🤖 AI Summary
This work systematically investigates the threat posed by large language model (LLM)-driven adversarial attacks against text-based Cyber Threat Intelligence (CTI) systems. Addressing the full CTI pipeline—intelligence collection, Indicator of Compromise (IoC) extraction, and classification decision-making—we design and implement three generative adversarial attack types: evasion, flooding, and poisoning. Leveraging LLMs, we generate semantically plausible and contextually coherent malicious threat texts. We present the first empirical evidence of differential vulnerability across CTI components under generative adversarial inputs, revealing that evasion constitutes a critical prerequisite for successful flooding and poisoning. Experiments demonstrate that our attacks significantly degrade IoC extraction model accuracy, induce high false-positive rates, and disrupt core system functionality—thereby validating the practical security risks of LLM-based CTI systems in real-world deployment.
📝 Abstract
Cyber Threat Intelligence (CTI) has emerged as a vital complementary approach that operates in the early phases of the cyber threat lifecycle. CTI involves collecting, processing, and analyzing threat data to provide a more accurate and rapid understanding of cyber threats. Due to the large volume of data, automation through Machine Learning (ML) and Natural Language Processing (NLP) models is essential for effective CTI extraction. These automated systems leverage Open Source Intelligence (OSINT) from sources like social networks, forums, and blogs to identify Indicators of Compromise (IoCs). Although prior research has focused on adversarial attacks on specific ML models, this study expands the scope by investigating vulnerabilities within various components of the entire CTI pipeline and their susceptibility to adversarial attacks. These vulnerabilities arise because they ingest textual inputs from various open sources, including real and potentially fake content.
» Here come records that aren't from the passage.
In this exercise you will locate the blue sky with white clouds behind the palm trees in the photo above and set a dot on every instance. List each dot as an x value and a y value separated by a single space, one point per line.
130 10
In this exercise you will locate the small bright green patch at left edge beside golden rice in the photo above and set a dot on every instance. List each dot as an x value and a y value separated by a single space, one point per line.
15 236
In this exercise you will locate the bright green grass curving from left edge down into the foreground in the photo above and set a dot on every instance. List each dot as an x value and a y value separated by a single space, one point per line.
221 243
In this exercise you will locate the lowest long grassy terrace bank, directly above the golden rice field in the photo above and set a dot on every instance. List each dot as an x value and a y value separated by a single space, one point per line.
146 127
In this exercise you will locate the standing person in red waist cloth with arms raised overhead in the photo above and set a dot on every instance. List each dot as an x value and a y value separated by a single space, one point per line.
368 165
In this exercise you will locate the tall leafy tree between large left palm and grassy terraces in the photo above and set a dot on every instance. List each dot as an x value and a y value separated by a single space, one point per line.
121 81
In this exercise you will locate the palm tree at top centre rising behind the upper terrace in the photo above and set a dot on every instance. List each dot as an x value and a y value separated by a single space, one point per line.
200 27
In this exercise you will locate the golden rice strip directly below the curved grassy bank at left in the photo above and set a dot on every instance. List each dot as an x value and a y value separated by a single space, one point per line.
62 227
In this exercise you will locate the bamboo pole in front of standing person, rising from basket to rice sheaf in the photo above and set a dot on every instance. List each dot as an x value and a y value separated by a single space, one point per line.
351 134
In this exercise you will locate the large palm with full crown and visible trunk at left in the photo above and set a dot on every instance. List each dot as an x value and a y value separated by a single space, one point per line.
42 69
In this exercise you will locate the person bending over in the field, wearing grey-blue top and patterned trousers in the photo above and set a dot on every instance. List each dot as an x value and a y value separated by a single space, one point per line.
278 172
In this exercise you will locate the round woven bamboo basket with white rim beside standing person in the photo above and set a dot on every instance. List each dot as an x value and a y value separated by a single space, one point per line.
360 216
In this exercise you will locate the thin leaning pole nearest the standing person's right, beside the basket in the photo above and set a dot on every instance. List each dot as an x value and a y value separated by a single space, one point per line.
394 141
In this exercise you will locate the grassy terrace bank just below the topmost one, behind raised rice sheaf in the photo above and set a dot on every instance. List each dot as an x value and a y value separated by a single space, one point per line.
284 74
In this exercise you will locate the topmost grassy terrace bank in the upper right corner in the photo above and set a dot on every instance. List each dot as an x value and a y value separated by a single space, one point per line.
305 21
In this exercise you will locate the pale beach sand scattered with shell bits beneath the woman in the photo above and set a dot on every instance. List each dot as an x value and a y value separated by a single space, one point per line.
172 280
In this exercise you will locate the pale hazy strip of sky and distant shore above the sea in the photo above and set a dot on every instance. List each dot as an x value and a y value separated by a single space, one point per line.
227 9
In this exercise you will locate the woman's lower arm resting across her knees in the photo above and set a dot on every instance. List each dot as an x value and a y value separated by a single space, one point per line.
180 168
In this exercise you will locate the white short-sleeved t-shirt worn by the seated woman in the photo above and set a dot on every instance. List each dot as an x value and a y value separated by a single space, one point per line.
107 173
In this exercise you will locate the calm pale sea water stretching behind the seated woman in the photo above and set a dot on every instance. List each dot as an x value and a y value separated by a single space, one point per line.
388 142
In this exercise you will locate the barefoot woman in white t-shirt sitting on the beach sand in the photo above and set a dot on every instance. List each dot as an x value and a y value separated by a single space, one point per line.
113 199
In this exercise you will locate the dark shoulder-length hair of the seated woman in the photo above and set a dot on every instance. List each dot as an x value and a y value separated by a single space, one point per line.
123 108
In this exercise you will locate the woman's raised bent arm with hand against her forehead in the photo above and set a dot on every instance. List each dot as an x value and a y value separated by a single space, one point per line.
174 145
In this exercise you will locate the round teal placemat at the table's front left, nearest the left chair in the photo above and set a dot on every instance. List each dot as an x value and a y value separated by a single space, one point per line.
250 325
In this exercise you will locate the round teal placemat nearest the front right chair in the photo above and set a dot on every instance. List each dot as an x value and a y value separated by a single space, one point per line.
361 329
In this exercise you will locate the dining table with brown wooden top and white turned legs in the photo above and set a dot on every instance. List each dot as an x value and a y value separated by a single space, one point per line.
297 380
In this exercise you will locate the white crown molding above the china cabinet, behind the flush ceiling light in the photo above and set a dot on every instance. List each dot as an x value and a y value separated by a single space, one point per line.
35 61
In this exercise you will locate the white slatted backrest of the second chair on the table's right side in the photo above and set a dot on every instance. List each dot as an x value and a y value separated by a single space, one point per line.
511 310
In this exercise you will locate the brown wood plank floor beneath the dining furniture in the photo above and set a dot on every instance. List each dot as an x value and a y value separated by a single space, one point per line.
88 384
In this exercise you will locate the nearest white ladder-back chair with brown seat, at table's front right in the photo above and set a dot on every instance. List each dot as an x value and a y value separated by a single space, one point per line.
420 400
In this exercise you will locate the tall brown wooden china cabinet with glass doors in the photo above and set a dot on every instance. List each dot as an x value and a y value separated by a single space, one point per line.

We analyse three types of attacks against CTI pipelines, including evasion, flooding, and poisoning, and assess their impact on the system's information selection capabilities. Specifically, on fake text generation, the work demonstrates how adversarial text generation techniques can create fake cybersecurity and cybersecurity-like text that misleads classifiers, degrades performance, and disrupts system functionality. The focus is primarily on the evasion attack, as it precedes and enables flooding and poisoning attacks within the CTI pipeline.